En ce sens, une morale ne doit pas s’appuyer sur la seule rationalité impersonnelle, mais doit s’appuyer sur l’expérience humaine dans ce qu’elle a de plus obscur. Elle doit tirer sa source du questionnement existentiel. Paradoxalement, si l’aveuglement existe, ce n’est pas en raison de nos sentiments, mais de l’illusion générée par la pensée abstraite qui se tient à distance justement de cette part de nous-mêmes qui fuit toute réduction. En somme, pour vivre bel et bien, pour réaliser la quête de soi ou l’accomplissement de soi, il s’agit d’établir un rapport dialogique entre ce qu’Aristote nomme « la partie rationnelle et la partie irrationnelle de l’âme », entre la raison et les sentiments. À cet égard, c’est la littérature qui illustre peut-être le mieux l’éthique d’Aristote dans la mesure où le savoir pratique, qui s’appuie sur le principe du juste milieu et du temps opportun, se déploie toujours selon un contexte particulier. Pour y parvenir, il faut sortir de soi, imaginer le possible et l’avenir, et penser à ce que l’on pourrait devenir comme être humain. C’est l’art du bel et bien vivre. Et c’est là que l’éducation a un rôle à jouer. L’éducation, par l’entremise de la littérature, apprend à l’être humain à imaginer sa vie autrement. En côtoyant la littérature, qui remet en question notre propre vie en proposant d’autres manières de vivre, il devient possible de maintenir ouvert l’écart qui nous sépare de soi, et, de surcroît, de s’y sentir chez soi.
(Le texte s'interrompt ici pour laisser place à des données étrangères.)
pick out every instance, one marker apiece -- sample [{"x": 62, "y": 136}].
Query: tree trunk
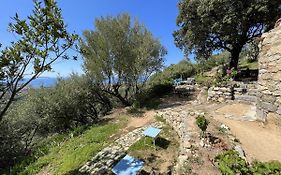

Ce livre a le mérite de reprendre à nouveaux frais ce vieux débat entre la pensée philosophique et la littérature. Contrairement à une longue tradition qui consistait à défendre ou à déprécier la littérature pour différentes raisons, l’A. montre que la littérature en permettant d’explorer le possible de nos vies personnelles, qui est plus vrai et philosophique que le réel, dixit Aristote dans sa Poétique, permet aussi une redéfinition du travail de la pensée philosophique. Pour devenir ce qu’elle est, la pensée philosophique doit se décentrer et reconnaître son tout autre, Éros ou le désir de vivre bel et bien, qui se donne dans la littérature. La philosophie et la littérature, lorsque chacune d’elle participe à la réalité de l’autre, s’en trouvent agrandies. Il en va de même pour l’être humain. Puisqu’on ne naît pas sujet, mais qu’on apprend à le devenir par la littérature, par le travail de l’imagination et par le questionnement existentiel, cela signifie que l’être humain chemine vers soi en s’affranchissant du « Je-me-moi », de ce qu’il « est », et en s’inventant dans un possible ailleurs. C’est avec l’expérience esthétique, plus spécifiquement l’expérience de l’Einfühlung, que la philosophie et l’être humain s’ouvrent à ce qu’ils pourraient devenir.